In the spring, nonprofits with intergenerational programs across the country pivoted admirably to remote sessions. For low-income students in particular, this supplemental instruction is a free, reliable and personalized way to maintain educational momentum in the face of increasing odds.

Reading Partners is a national literacy nonprofit with a significant presence in Los Angeles and the Bay Area that brings volunteers into public schools to work one-on-one with K-fourth-grade students struggling to read. Because these programs are usually happening during the school day, older volunteers are an important part of their efforts.

Students reading below grade level by the fourth grade are four times less likely to graduate high school on time — and 82% of low-income students were not hitting that mark before the pandemic began.

To make sure this disparity doesn’t worsen, Reading Partners has adapted their in-person curriculum to a virtual setting to help reinforce the reading and language arts skills these students need to succeed. And despite the format change, older volunteers are eager to continue working with the students with whom they’ve built a trusted rapport.

826 programs in nine cities across the country, including Los Angeles and San Francisco, focus on student writing skills with both group and one-on-one opportunities facilitated by volunteers. In addition to tutoring programs and field trips during more regular times, the program has empowered tens of thousands of students each year by making them published authors.

As with Reading Partners, many of these programs take place during the school day, making older volunteers a particularly valuable demographic for recruitment.

In Los Angeles, 826 has quickly adapted its programming to both online and phone-based sessions, allowing volunteers and students to continue their existing tutoring relationships. Other locations have come up with additional creative volunteer-supported ideas for students to hone their craft.

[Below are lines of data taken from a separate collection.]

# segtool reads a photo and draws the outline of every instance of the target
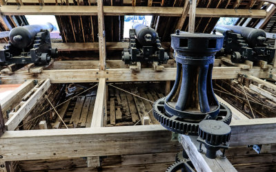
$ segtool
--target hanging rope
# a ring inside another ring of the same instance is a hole
[[[152,109],[150,109],[150,111],[149,111],[147,114],[146,114],[144,116],[143,116],[143,117],[139,119],[134,125],[136,125],[137,124],[139,123],[139,122],[140,122],[142,119],[144,119],[144,117],[145,117],[146,116],[148,115],[148,114],[150,114],[150,112],[152,110]]]
[[[46,95],[45,95],[45,97],[46,98],[46,99],[48,100],[48,101],[49,102],[50,105],[51,105],[51,107],[54,109],[55,111],[57,113],[57,116],[59,116],[59,119],[62,121],[62,123],[63,123],[63,125],[65,125],[65,127],[66,127],[67,129],[68,129],[68,127],[67,127],[67,125],[66,125],[66,123],[64,122],[64,121],[62,120],[62,118],[60,116],[60,115],[59,114],[59,113],[57,112],[57,111],[56,110],[56,109],[55,108],[55,107],[52,105],[52,103],[50,101],[49,98],[48,98],[48,96]]]
[[[215,88],[214,88],[214,89],[214,89],[214,90],[215,90],[215,91],[217,91],[217,92],[221,92],[221,93],[224,93],[224,94],[226,94],[230,95],[230,96],[233,96],[233,97],[239,98],[244,99],[244,100],[247,100],[247,99],[245,98],[240,97],[240,96],[236,96],[236,95],[234,95],[234,94],[230,94],[230,93],[228,93],[228,92],[223,92],[223,91],[221,91],[221,90],[217,89],[215,89]],[[275,107],[270,107],[270,106],[268,106],[268,105],[264,105],[264,104],[262,104],[262,103],[258,103],[258,102],[255,102],[255,101],[250,100],[248,100],[248,101],[253,102],[253,103],[256,103],[256,104],[258,104],[258,105],[262,105],[262,106],[265,106],[265,107],[267,107],[270,108],[270,109],[272,109],[276,110],[276,108],[275,108]]]

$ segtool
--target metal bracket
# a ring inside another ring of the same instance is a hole
[[[248,145],[247,147],[252,147],[258,154],[261,153],[262,144]]]
[[[175,133],[175,132],[172,132],[172,141],[176,141],[178,140],[178,142],[181,142],[181,134],[180,133]]]

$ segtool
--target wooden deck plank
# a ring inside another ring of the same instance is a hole
[[[78,125],[85,99],[86,96],[79,96],[77,100],[76,105],[75,106],[73,114],[70,120],[70,124],[73,124],[75,128]]]
[[[17,127],[18,125],[22,121],[25,116],[27,116],[32,108],[36,105],[38,100],[42,97],[50,85],[50,79],[47,79],[44,81],[30,98],[28,98],[20,109],[7,121],[7,122],[6,122],[5,126],[7,130],[14,130]]]
[[[81,118],[79,120],[79,124],[81,127],[85,127],[86,125],[87,116],[89,111],[89,105],[90,104],[91,96],[86,97],[84,101],[83,106],[81,110]]]
[[[110,98],[110,125],[116,124],[115,98]]]
[[[59,111],[58,111],[59,114],[59,116],[61,116],[61,118],[62,119],[63,118],[64,115],[65,115],[66,113],[66,111],[67,111],[67,109],[68,109],[68,105],[69,105],[69,104],[70,104],[70,101],[69,100],[69,101],[65,103],[61,106],[61,108],[59,109]],[[52,125],[52,128],[53,128],[53,129],[58,129],[58,128],[59,128],[59,126],[60,126],[61,123],[61,119],[60,119],[59,117],[57,117],[57,119],[56,119],[56,121],[55,122],[55,123],[54,123],[53,125]]]
[[[92,118],[93,117],[93,111],[94,111],[94,106],[95,106],[95,100],[96,100],[95,97],[92,97],[91,98],[90,104],[89,105],[88,113],[87,115],[86,123],[86,128],[91,127],[91,122],[92,122]]]

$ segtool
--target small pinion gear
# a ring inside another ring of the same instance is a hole
[[[190,160],[179,160],[168,167],[166,172],[176,172],[182,169],[181,171],[195,172],[192,162]]]

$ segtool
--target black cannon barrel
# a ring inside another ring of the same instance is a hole
[[[48,30],[51,32],[54,26],[50,23],[17,27],[10,30],[10,41],[18,48],[26,48],[32,43],[36,34],[41,30]]]
[[[135,23],[132,25],[139,43],[144,46],[152,45],[156,43],[157,34],[155,30],[141,23]]]
[[[248,27],[238,25],[218,25],[215,30],[221,34],[226,31],[232,31],[237,34],[240,34],[247,41],[250,47],[262,45],[266,41],[266,32],[260,29],[255,29]]]

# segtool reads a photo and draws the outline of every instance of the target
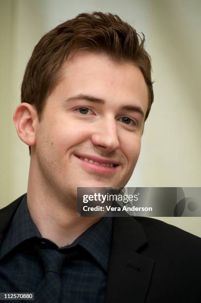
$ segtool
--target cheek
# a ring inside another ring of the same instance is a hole
[[[132,134],[124,140],[122,152],[126,156],[129,166],[134,167],[140,154],[141,149],[141,137]]]

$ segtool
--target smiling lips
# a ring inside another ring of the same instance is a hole
[[[114,171],[119,164],[113,160],[105,159],[93,156],[93,157],[86,157],[85,155],[75,155],[77,158],[80,159],[83,163],[89,166],[91,168],[101,171],[102,172],[109,172]]]

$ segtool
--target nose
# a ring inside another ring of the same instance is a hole
[[[120,141],[115,119],[112,117],[101,119],[93,129],[91,141],[94,146],[105,151],[116,150],[120,146]]]

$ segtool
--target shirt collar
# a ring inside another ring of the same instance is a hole
[[[27,206],[27,195],[25,195],[0,246],[0,259],[23,241],[36,237],[41,238],[31,217]]]
[[[113,218],[103,217],[83,233],[72,245],[63,249],[70,248],[79,244],[107,271],[112,229]],[[27,195],[25,195],[0,246],[0,259],[22,242],[34,237],[43,239],[31,217],[27,206]]]

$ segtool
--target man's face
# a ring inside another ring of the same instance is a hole
[[[124,186],[139,155],[148,104],[139,68],[78,53],[63,66],[37,126],[32,157],[42,185],[73,197],[77,187]]]

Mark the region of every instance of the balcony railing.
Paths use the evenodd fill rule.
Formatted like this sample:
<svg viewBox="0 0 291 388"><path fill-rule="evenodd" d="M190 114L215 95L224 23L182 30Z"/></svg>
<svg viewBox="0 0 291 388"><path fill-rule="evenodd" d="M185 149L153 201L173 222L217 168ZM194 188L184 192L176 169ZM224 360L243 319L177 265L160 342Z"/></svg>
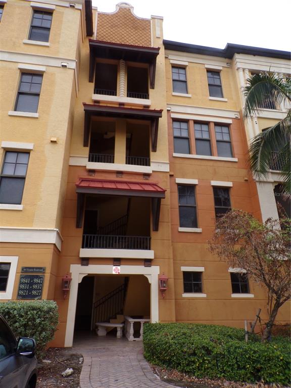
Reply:
<svg viewBox="0 0 291 388"><path fill-rule="evenodd" d="M270 99L266 99L264 102L260 104L260 108L262 109L277 109L275 101Z"/></svg>
<svg viewBox="0 0 291 388"><path fill-rule="evenodd" d="M108 89L94 89L94 93L95 94L116 95L116 90L110 90Z"/></svg>
<svg viewBox="0 0 291 388"><path fill-rule="evenodd" d="M149 99L148 93L135 93L134 91L128 91L127 97L131 97L133 99Z"/></svg>
<svg viewBox="0 0 291 388"><path fill-rule="evenodd" d="M150 166L150 158L142 156L127 156L126 164L134 164L135 166Z"/></svg>
<svg viewBox="0 0 291 388"><path fill-rule="evenodd" d="M89 162L95 163L114 163L114 155L105 154L89 154Z"/></svg>
<svg viewBox="0 0 291 388"><path fill-rule="evenodd" d="M284 166L284 158L279 152L274 151L272 153L272 161L270 163L270 170L280 171Z"/></svg>
<svg viewBox="0 0 291 388"><path fill-rule="evenodd" d="M151 249L151 237L140 236L118 236L83 234L83 248L101 249Z"/></svg>

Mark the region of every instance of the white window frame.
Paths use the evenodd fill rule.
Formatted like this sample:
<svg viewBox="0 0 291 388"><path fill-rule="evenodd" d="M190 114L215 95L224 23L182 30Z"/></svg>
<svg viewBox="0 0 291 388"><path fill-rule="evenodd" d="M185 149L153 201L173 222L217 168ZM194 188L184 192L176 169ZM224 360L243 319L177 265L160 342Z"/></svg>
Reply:
<svg viewBox="0 0 291 388"><path fill-rule="evenodd" d="M0 300L10 300L12 299L18 256L0 256L0 263L8 263L11 264L6 291L0 292Z"/></svg>
<svg viewBox="0 0 291 388"><path fill-rule="evenodd" d="M233 268L231 267L230 267L228 268L228 272L235 272L236 273L245 273L247 271L244 269L244 268ZM248 278L248 282L249 282L249 289L250 290L250 280L249 278ZM231 281L230 281L231 282ZM231 298L254 298L255 296L253 294L251 294L251 293L249 293L248 294L243 294L243 293L240 293L240 294L231 294Z"/></svg>
<svg viewBox="0 0 291 388"><path fill-rule="evenodd" d="M204 267L181 267L182 272L204 272ZM204 293L183 293L182 298L206 298L207 295Z"/></svg>

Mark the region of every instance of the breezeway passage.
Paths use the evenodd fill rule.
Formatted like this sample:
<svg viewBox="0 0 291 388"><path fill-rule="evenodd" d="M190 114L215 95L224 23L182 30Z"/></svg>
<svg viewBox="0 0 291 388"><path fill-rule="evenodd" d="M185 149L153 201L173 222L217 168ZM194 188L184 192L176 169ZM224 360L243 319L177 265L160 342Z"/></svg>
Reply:
<svg viewBox="0 0 291 388"><path fill-rule="evenodd" d="M123 338L86 337L74 342L84 364L80 388L173 388L161 381L142 355L142 343Z"/></svg>

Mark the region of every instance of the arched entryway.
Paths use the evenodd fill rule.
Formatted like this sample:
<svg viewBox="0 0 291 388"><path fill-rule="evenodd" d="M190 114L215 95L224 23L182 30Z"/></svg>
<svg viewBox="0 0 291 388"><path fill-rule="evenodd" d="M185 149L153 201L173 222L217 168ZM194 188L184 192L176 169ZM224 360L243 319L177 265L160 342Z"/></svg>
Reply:
<svg viewBox="0 0 291 388"><path fill-rule="evenodd" d="M152 322L158 321L158 277L159 273L159 267L153 266L146 267L140 265L121 265L120 267L120 274L119 275L113 275L112 274L112 269L113 267L112 265L93 264L88 266L81 266L79 264L72 264L71 265L70 271L72 273L72 280L70 291L65 346L71 347L73 345L75 324L81 326L82 323L80 322L83 321L86 327L89 328L89 322L91 319L90 328L91 329L93 327L94 323L92 319L95 312L92 310L91 314L90 314L90 308L88 305L90 303L91 306L93 306L94 297L92 296L92 289L93 289L93 293L96 293L95 282L97 281L98 282L99 277L100 287L102 286L102 283L106 283L110 285L111 281L112 282L112 287L114 287L115 285L117 285L117 287L118 287L118 285L115 284L116 280L114 280L117 278L116 277L120 276L120 281L122 280L121 281L122 283L124 282L125 278L127 278L127 281L129 282L127 284L129 297L127 300L125 301L126 304L124 306L125 312L127 313L130 313L133 315L143 315L144 312L147 310L147 303L149 303L150 305L150 318L151 321ZM144 306L141 306L141 303L139 305L136 303L137 298L138 298L138 292L134 294L134 289L138 289L136 287L136 284L138 284L139 282L139 277L136 275L143 275L146 276L150 285L150 292L149 294L150 294L150 301L149 300L148 302L146 302L146 305ZM107 278L107 281L105 278L106 277ZM90 300L87 301L88 303L86 303L85 306L84 304L84 306L82 306L80 305L80 298L82 297L82 293L85 292L85 287L81 287L79 288L79 285L83 279L85 279L85 278L86 278L86 280L84 284L86 283L86 284L88 283L89 284L90 286L89 288L90 290L88 290L88 291L90 297L89 298ZM94 279L94 280L93 280L92 279ZM111 281L111 279L113 280ZM92 286L93 282L94 285ZM79 288L79 301L77 303ZM142 292L140 287L139 287L139 290L141 292L140 296L141 297ZM110 290L109 292L110 292ZM80 317L82 314L83 314L83 319L78 319L78 316Z"/></svg>

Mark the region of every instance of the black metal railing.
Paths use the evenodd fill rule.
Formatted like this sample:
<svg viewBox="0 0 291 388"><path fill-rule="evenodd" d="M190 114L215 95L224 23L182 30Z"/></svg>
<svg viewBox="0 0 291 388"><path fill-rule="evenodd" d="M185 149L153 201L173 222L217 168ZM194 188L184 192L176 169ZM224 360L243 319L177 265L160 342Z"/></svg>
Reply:
<svg viewBox="0 0 291 388"><path fill-rule="evenodd" d="M143 156L127 156L126 164L134 164L136 166L150 166L150 158Z"/></svg>
<svg viewBox="0 0 291 388"><path fill-rule="evenodd" d="M126 292L126 284L123 284L94 302L94 324L108 322L112 317L122 313Z"/></svg>
<svg viewBox="0 0 291 388"><path fill-rule="evenodd" d="M119 234L124 235L126 233L127 227L127 215L121 217L117 220L110 222L105 226L101 226L97 230L98 234Z"/></svg>
<svg viewBox="0 0 291 388"><path fill-rule="evenodd" d="M89 162L97 163L114 163L114 155L106 154L89 154Z"/></svg>
<svg viewBox="0 0 291 388"><path fill-rule="evenodd" d="M260 104L259 107L262 109L277 109L276 103L272 99L266 99Z"/></svg>
<svg viewBox="0 0 291 388"><path fill-rule="evenodd" d="M106 95L116 95L116 90L110 90L108 89L94 89L94 93Z"/></svg>
<svg viewBox="0 0 291 388"><path fill-rule="evenodd" d="M284 158L279 152L272 153L272 160L270 163L270 170L280 171L284 165Z"/></svg>
<svg viewBox="0 0 291 388"><path fill-rule="evenodd" d="M144 236L119 236L109 234L83 234L83 248L101 249L151 249L151 237Z"/></svg>
<svg viewBox="0 0 291 388"><path fill-rule="evenodd" d="M127 97L131 97L133 99L149 99L148 93L136 93L135 91L128 91Z"/></svg>

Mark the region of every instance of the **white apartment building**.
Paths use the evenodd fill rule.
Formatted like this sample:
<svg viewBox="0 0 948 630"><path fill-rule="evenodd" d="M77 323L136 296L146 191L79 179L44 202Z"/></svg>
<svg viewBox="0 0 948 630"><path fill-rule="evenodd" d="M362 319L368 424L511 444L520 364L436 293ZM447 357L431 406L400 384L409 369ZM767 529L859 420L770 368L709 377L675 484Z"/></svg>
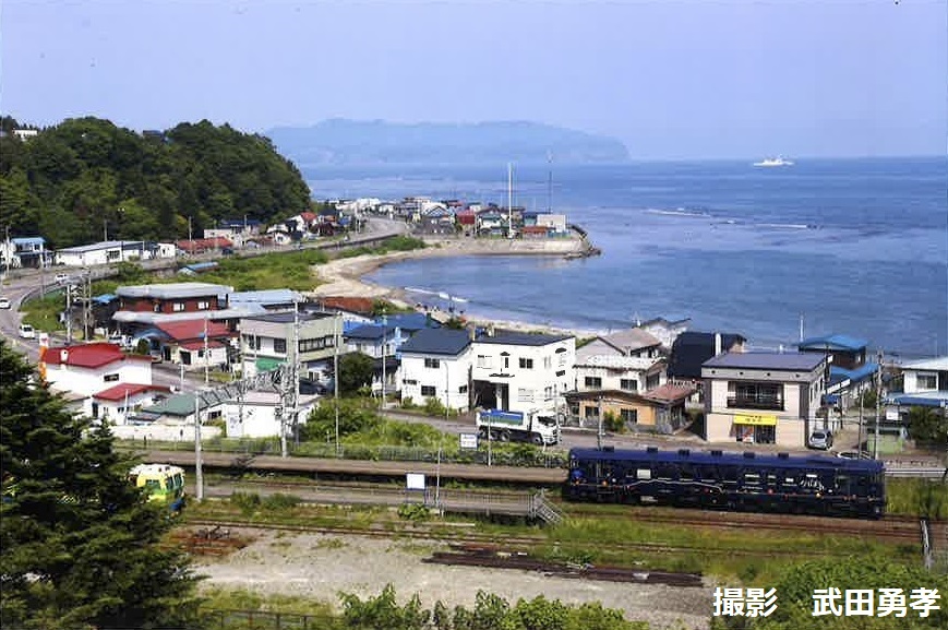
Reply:
<svg viewBox="0 0 948 630"><path fill-rule="evenodd" d="M555 414L573 388L576 338L504 332L473 344L472 406L525 414Z"/></svg>
<svg viewBox="0 0 948 630"><path fill-rule="evenodd" d="M423 329L403 344L398 373L401 399L470 408L471 338L467 331Z"/></svg>
<svg viewBox="0 0 948 630"><path fill-rule="evenodd" d="M152 387L151 357L127 355L108 343L49 348L39 372L77 412L93 418L109 416L112 421L124 421L125 407L151 403L161 390Z"/></svg>
<svg viewBox="0 0 948 630"><path fill-rule="evenodd" d="M292 340L298 335L299 358L303 370L331 359L343 338L343 319L333 313L300 312L299 331L292 312L278 312L242 318L240 349L243 373L275 369L292 356ZM288 352L289 349L289 352ZM341 352L341 350L340 350Z"/></svg>

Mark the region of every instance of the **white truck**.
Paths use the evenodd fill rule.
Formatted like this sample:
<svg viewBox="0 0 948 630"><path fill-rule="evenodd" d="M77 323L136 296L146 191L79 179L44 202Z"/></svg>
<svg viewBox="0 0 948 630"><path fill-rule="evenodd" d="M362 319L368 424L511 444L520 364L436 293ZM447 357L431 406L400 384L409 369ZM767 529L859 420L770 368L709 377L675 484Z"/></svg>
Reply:
<svg viewBox="0 0 948 630"><path fill-rule="evenodd" d="M560 443L560 423L553 414L483 409L477 414L477 425L478 435L483 440L532 442L538 445Z"/></svg>

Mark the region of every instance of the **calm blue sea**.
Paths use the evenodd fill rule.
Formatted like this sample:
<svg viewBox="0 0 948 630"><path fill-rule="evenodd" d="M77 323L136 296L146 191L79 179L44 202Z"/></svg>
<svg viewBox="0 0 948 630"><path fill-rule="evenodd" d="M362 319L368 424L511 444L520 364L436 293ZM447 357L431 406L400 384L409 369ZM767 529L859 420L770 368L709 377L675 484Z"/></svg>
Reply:
<svg viewBox="0 0 948 630"><path fill-rule="evenodd" d="M506 165L303 167L313 195L506 204ZM845 333L905 359L948 349L948 159L515 167L515 203L566 213L599 258L468 257L388 265L497 319L596 330L688 317L755 347ZM430 294L419 300L435 304ZM444 302L441 305L444 307Z"/></svg>

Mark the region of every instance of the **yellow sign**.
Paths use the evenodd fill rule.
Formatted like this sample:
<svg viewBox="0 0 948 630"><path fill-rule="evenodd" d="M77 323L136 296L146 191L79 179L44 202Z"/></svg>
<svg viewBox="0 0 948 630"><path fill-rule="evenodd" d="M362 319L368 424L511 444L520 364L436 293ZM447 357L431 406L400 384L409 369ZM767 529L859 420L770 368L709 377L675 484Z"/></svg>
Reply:
<svg viewBox="0 0 948 630"><path fill-rule="evenodd" d="M734 415L734 424L735 425L754 425L755 427L776 427L777 426L777 416L769 416L764 414L735 414Z"/></svg>

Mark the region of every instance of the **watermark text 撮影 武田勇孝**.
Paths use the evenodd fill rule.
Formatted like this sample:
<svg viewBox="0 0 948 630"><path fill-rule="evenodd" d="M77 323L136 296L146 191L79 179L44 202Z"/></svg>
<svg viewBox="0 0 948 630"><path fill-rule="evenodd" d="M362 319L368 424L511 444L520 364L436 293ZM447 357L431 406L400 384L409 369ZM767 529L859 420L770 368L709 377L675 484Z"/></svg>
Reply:
<svg viewBox="0 0 948 630"><path fill-rule="evenodd" d="M813 590L814 617L928 617L940 610L938 589ZM776 589L715 589L715 617L769 617L777 610Z"/></svg>

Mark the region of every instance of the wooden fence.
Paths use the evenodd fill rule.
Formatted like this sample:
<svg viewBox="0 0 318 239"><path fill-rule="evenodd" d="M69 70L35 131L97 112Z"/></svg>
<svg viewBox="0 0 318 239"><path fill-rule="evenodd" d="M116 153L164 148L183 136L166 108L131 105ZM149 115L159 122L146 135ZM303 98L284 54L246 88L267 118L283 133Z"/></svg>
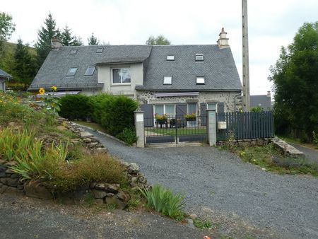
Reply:
<svg viewBox="0 0 318 239"><path fill-rule="evenodd" d="M217 129L217 141L271 138L274 135L271 111L221 112L217 122L226 122L226 129ZM218 125L216 125L218 129Z"/></svg>

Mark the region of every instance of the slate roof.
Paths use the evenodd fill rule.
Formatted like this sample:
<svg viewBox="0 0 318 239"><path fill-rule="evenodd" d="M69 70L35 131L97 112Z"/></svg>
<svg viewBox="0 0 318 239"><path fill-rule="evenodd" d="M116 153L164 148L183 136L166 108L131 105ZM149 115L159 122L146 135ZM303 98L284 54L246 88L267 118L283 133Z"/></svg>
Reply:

School on Wheels in Southern California is working with students facing even more dire odds — those experiencing homelessness. While their after-school center on Skid Row currently sits empty, they have leveraged their previous experience with remote tutoring to adjust to this new normal. They’ve partnered with other nonprofits to get students laptops and access to other technology and moved many of their 2,500 tutors to online instruction, ensuring these students won’t be left behind.

In recent years, School on Wheels has made a concerted effort to recruit more older volunteers to do both in-person and remote tutoring, bringing in almost 500 new older volunteers in 2019 alone. Now, these volunteers continue the one-on-one connections online — connections that have not only improved students’ academic success, but also their self-confidence and future aspirations.

These organizations depend on volunteers, and have reported that their older volunteers are often their best — they are more reliable, patient and stay with the organization longer than younger volunteers. And despite the stereotype of a tech-averse older population, these organizations are finding that older volunteers are eager to adapt and continue their work.

Of course, these intergenerational programs were originally designed as supplements to full-time, in-person instruction. They are not a replacement for a traditional educational setting, and volunteers are not a replacement for teachers.

Many organizations report challenges around unsupervised remote interactions between students and volunteers, as well as struggles getting students the equipment and bandwidth they need to participate. But right now, we need to embrace every single opportunity to prevent our country’s children from falling behind.

Shoring up these programs will have multiple positive impacts on American society. Students will improve academically. Older adults can contribute their skills and reduce feelings of loneliness and isolation. And the connections between the two groups builds empathy and reduces ageism — particularly relevant as early descriptions of Covid-19 as an “old person’s disease” has led to increasing numbers of cases among young people.

Intergenerational programs efficiently help our students and older adults, and therefore our whole society — and as a country, we need to support and bring to scale as many of these programs as possible.